Light and Colour

5.3. Light and Colour#

Light and colour sensors are used to detect and measure properties of electromagnetic radiation in the visible spectrum and beyond. These devices provide critical input for systems that need to respond to brightness, contrast, colour, or light intensity.

5.3.1. Photoresistors#

Photoresistors, also known as LDRs (Light Dependent Resistors), are among the simplest light sensors. Their electrical resistance decreases when exposed to higher light intensity. By measuring this change in resistance, circuits can infer the ambient light level. Photoresistors are inexpensive, easy to use, and often found in devices like nightlights, automatic garden lamps, and simple light-following robots.

While they are low-cost and reliable for general illumination detection, photoresistors have limitations: they are relatively slow to respond to rapid changes in light and are not suitable for precise or high-speed optical measurements.

5.3.2. Photodiodes#

Photodiodes are semiconductor devices designed to generate an electrical current when exposed to light. They operate by converting photons into electron–hole pairs, producing a current that is directly proportional to the intensity of the incoming light.
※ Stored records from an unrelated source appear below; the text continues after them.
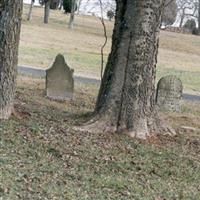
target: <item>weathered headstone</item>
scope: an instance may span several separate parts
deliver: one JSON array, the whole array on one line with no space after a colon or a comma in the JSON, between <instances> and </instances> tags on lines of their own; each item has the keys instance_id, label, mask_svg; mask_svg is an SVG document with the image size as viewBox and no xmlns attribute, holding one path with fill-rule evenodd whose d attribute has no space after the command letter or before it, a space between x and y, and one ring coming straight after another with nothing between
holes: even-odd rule
<instances>
[{"instance_id":1,"label":"weathered headstone","mask_svg":"<svg viewBox=\"0 0 200 200\"><path fill-rule=\"evenodd\" d=\"M165 76L157 85L156 103L160 110L180 111L183 85L176 76Z\"/></svg>"},{"instance_id":2,"label":"weathered headstone","mask_svg":"<svg viewBox=\"0 0 200 200\"><path fill-rule=\"evenodd\" d=\"M63 55L58 54L53 66L46 70L46 95L54 100L71 100L74 92L74 70Z\"/></svg>"}]
</instances>

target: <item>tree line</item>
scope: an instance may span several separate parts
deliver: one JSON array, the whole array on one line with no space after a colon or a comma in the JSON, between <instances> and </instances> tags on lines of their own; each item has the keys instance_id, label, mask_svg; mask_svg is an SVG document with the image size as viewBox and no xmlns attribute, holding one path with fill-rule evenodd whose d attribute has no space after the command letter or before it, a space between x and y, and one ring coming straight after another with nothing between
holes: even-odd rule
<instances>
[{"instance_id":1,"label":"tree line","mask_svg":"<svg viewBox=\"0 0 200 200\"><path fill-rule=\"evenodd\" d=\"M0 2L0 119L13 112L22 0ZM116 0L112 47L86 130L147 139L170 133L155 104L163 0Z\"/></svg>"}]
</instances>

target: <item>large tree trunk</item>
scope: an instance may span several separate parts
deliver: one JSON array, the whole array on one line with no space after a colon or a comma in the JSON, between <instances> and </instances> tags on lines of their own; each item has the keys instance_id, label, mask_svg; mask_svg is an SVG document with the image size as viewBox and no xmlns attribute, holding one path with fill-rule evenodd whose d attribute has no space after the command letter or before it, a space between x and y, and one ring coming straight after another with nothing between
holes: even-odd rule
<instances>
[{"instance_id":1,"label":"large tree trunk","mask_svg":"<svg viewBox=\"0 0 200 200\"><path fill-rule=\"evenodd\" d=\"M49 23L49 14L50 14L50 0L45 0L44 2L44 23Z\"/></svg>"},{"instance_id":2,"label":"large tree trunk","mask_svg":"<svg viewBox=\"0 0 200 200\"><path fill-rule=\"evenodd\" d=\"M117 0L112 50L88 129L158 131L155 76L163 0Z\"/></svg>"},{"instance_id":3,"label":"large tree trunk","mask_svg":"<svg viewBox=\"0 0 200 200\"><path fill-rule=\"evenodd\" d=\"M0 2L0 119L13 110L22 0Z\"/></svg>"},{"instance_id":4,"label":"large tree trunk","mask_svg":"<svg viewBox=\"0 0 200 200\"><path fill-rule=\"evenodd\" d=\"M35 0L31 0L29 12L28 12L28 17L27 17L28 21L31 21L31 19L32 19L32 11L33 11L34 3L35 3Z\"/></svg>"},{"instance_id":5,"label":"large tree trunk","mask_svg":"<svg viewBox=\"0 0 200 200\"><path fill-rule=\"evenodd\" d=\"M76 2L77 0L72 0L72 8L71 8L70 19L69 19L70 29L74 28L74 17L75 17L76 5L77 5Z\"/></svg>"}]
</instances>

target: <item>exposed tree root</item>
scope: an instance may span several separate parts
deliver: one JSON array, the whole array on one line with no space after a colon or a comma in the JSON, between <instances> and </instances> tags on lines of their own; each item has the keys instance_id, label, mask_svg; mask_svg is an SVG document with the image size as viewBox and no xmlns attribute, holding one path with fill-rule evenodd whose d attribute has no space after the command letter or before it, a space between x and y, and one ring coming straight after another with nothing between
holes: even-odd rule
<instances>
[{"instance_id":1,"label":"exposed tree root","mask_svg":"<svg viewBox=\"0 0 200 200\"><path fill-rule=\"evenodd\" d=\"M159 118L154 119L154 122L151 125L144 123L139 124L135 130L127 130L125 128L117 129L117 127L110 123L109 120L103 119L102 117L95 117L88 122L84 123L81 126L74 127L75 130L81 132L89 133L119 133L126 134L131 138L137 138L142 140L147 140L148 138L154 137L155 135L176 135L175 130L166 122L163 122Z\"/></svg>"}]
</instances>

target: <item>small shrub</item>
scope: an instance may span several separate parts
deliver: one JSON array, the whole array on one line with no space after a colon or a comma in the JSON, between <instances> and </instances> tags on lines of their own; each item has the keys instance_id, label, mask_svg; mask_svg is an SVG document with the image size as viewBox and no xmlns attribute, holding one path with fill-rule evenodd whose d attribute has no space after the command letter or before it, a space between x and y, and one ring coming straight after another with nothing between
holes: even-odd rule
<instances>
[{"instance_id":1,"label":"small shrub","mask_svg":"<svg viewBox=\"0 0 200 200\"><path fill-rule=\"evenodd\" d=\"M71 9L72 9L72 2L74 0L63 0L63 9L65 11L65 13L71 13ZM77 10L77 5L75 6L75 11Z\"/></svg>"}]
</instances>

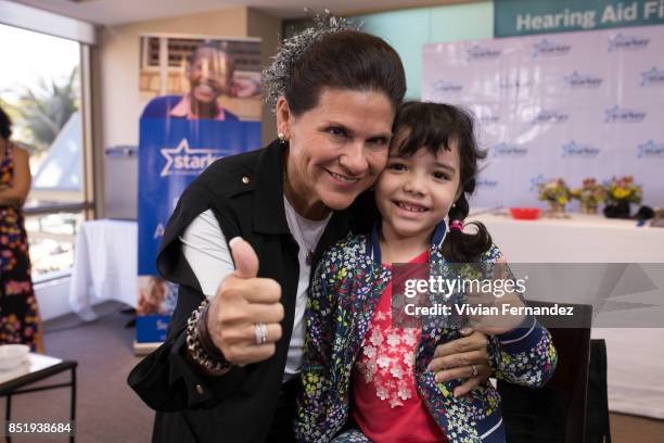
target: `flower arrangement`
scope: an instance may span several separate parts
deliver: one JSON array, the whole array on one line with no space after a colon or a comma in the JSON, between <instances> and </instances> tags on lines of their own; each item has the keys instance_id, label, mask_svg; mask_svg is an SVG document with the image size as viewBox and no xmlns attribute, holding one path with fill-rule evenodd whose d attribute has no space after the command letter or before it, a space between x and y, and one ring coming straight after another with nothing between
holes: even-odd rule
<instances>
[{"instance_id":1,"label":"flower arrangement","mask_svg":"<svg viewBox=\"0 0 664 443\"><path fill-rule=\"evenodd\" d=\"M606 183L604 215L609 218L629 218L629 204L641 203L641 187L634 182L631 176L614 177Z\"/></svg>"},{"instance_id":2,"label":"flower arrangement","mask_svg":"<svg viewBox=\"0 0 664 443\"><path fill-rule=\"evenodd\" d=\"M565 204L572 198L572 191L562 178L549 180L539 185L539 200L549 202L551 212L561 213L565 211Z\"/></svg>"},{"instance_id":3,"label":"flower arrangement","mask_svg":"<svg viewBox=\"0 0 664 443\"><path fill-rule=\"evenodd\" d=\"M612 178L609 181L608 200L612 203L641 203L641 187L635 185L631 176Z\"/></svg>"},{"instance_id":4,"label":"flower arrangement","mask_svg":"<svg viewBox=\"0 0 664 443\"><path fill-rule=\"evenodd\" d=\"M586 178L580 188L572 190L572 198L580 202L584 214L597 214L597 206L606 199L606 188L595 178Z\"/></svg>"}]
</instances>

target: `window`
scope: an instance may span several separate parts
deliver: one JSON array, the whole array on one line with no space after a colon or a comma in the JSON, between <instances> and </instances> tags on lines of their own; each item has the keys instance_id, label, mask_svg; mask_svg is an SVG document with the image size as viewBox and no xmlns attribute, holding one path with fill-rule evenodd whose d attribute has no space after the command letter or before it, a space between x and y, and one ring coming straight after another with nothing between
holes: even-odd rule
<instances>
[{"instance_id":1,"label":"window","mask_svg":"<svg viewBox=\"0 0 664 443\"><path fill-rule=\"evenodd\" d=\"M84 180L80 43L0 25L0 105L12 140L30 154L25 205L33 277L72 267L87 207Z\"/></svg>"}]
</instances>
Because photodiodes respond extremely quickly, on the order of nanoseconds to microseconds, they are widely used in high-speed and precision applications such as optical communication, barcode scanners, safety light curtains, and pulse detection in scientific instruments. Their linear response makes them well suited for quantitative measurements where accuracy matters more than raw sensitivity. However, photodiodes typically produce small currents (in the microampere range), which means they often need to be paired with an amplifier circuit to produce usable signals.

5.3.3. Phototransistors#

Phototransistors are semiconductor devices that act like standard transistors but with light as the input instead of electrical current at the base. When photons strike the sensor, they generate electron–hole pairs that allow current to flow, effectively amplifying the light signal.

Compared to photoresistors, phototransistors offer faster response times and higher sensitivity, making them useful for applications such as optical encoders, IR communication, line-following robots, and light barriers in automation systems. Because they actively amplify the light signal, phototransistors can detect lower light levels and respond more accurately to quick changes.